PRAYA – Pemerintah Kabupaten (Pemkab) Lombok Tengah bersama tokoh adat dan tokoh masyarakat menggelar ritual “Sangkep Warige” sebagai forum musyawarah untuk menentukan waktu pelaksanaan tradisi Bau Nyale, sebuah warisan budaya turun-temurun masyarakat Sasak. Ritual ini dilaksanakan di Ballroom Raja Hotel, Desa Kuta, Kecamatan Pujut, pada Selasa (11/12).
Dalam musyawarah tersebut, para tokoh adat di Gumi Tatas Tuhu Trasna sepakat bahwa pelaksanaan Bau Nyale akan berlangsung pada 18-19 Februari 2025. Keputusan ini didasarkan pada tanda-tanda alam, seperti bunyi tengkere, bintang rewot, penanggalan Sasak, serta tanda-tanda lain yang menjadi acuan dalam menentukan waktu pelaksanaan Bau Nyale.
Acara Sangkep Warige dibuka oleh Kepala Dinas Pariwisata Lombok Tengah, Lalu Sungkul, dan dihadiri oleh tokoh adat dari empat penjuru mata angin, yakni Kecamatan Pujut, Praya Timur, Praya Barat, dan Praya Barat Daya. Selain itu, hadir pula sejumlah Kepala Organisasi Perangkat Daerah (OPD), Ketua Karang Taruna Kecamatan Pujut, Blok Pujut, dan perwakilan Mandalika Hotel Association (MHA).
Para tokoh adat dari keempat kecamatan memaparkan perhitungan tanggal 10 bulan 10 dalam penanggalan Sasak, yang menjadi dasar penetapan waktu Bau Nyale. Setelah diskusi yang cukup panjang, mereka akhirnya sepakat bahwa Bau Nyale 2025 akan berlangsung pada Selasa dan Rabu, 18-19 Februari 2025.
Kepala Dinas Pariwisata Lombok Tengah, Lalu Sungkul, menjelaskan bahwa keputusan tersebut didasarkan pada analisis bersama para tokoh adat. Dinas Pariwisata hanya bertugas menjalankan keputusan yang telah disepakati. “Kami hanya mempromosikan apa yang telah diputuskan oleh para tokoh dari empat kecamatan. Rangkaian kegiatan menyambut event ini masih bersifat tentatif, tetapi puncaknya kemungkinan akan diadakan di Pantai Seger,” ujar Lalu Sungkul.
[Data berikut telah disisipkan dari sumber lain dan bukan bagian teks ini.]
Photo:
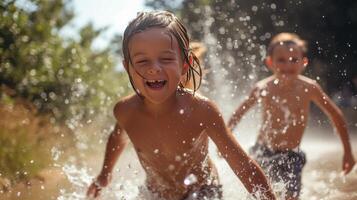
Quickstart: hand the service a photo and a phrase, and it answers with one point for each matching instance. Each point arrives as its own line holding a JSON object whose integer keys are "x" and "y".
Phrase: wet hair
{"x": 287, "y": 39}
{"x": 168, "y": 21}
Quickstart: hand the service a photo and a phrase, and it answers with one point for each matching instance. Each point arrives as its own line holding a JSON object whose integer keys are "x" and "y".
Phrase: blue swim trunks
{"x": 280, "y": 166}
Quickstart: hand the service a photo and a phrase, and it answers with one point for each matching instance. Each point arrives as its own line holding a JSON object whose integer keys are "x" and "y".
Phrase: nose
{"x": 154, "y": 68}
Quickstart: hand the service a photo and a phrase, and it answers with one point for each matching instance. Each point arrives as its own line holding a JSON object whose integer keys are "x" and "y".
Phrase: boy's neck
{"x": 285, "y": 80}
{"x": 162, "y": 108}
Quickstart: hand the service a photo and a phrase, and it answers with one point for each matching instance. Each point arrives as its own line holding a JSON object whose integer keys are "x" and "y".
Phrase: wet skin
{"x": 169, "y": 127}
{"x": 285, "y": 98}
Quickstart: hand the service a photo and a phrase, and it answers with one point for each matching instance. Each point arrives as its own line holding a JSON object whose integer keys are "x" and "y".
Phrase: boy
{"x": 168, "y": 126}
{"x": 285, "y": 98}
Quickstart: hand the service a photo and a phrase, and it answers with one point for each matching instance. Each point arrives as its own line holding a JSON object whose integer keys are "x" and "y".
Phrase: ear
{"x": 186, "y": 66}
{"x": 126, "y": 65}
{"x": 305, "y": 61}
{"x": 269, "y": 62}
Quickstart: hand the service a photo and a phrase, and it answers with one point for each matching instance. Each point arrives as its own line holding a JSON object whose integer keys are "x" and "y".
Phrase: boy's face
{"x": 287, "y": 60}
{"x": 156, "y": 64}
Ia juga menjelaskan bahwa pelaksanaan Sangkep Warige tahun ini dilakukan di hotel karena kondisi cuaca yang tidak mendukung. Sebelumnya, acara ini biasanya digelar di Desa Adat Ende, Desa Sukadana, Kecamatan Pujut. “Hujan yang terjadi membuat lokasi di Ende kurang representatif, sehingga kami memilih hotel sebagai tempat pelaksanaan. Namun, ini tidak mengurangi esensi musyawarah, karena fokusnya hanya pada penentuan tanggal,” tegasnya.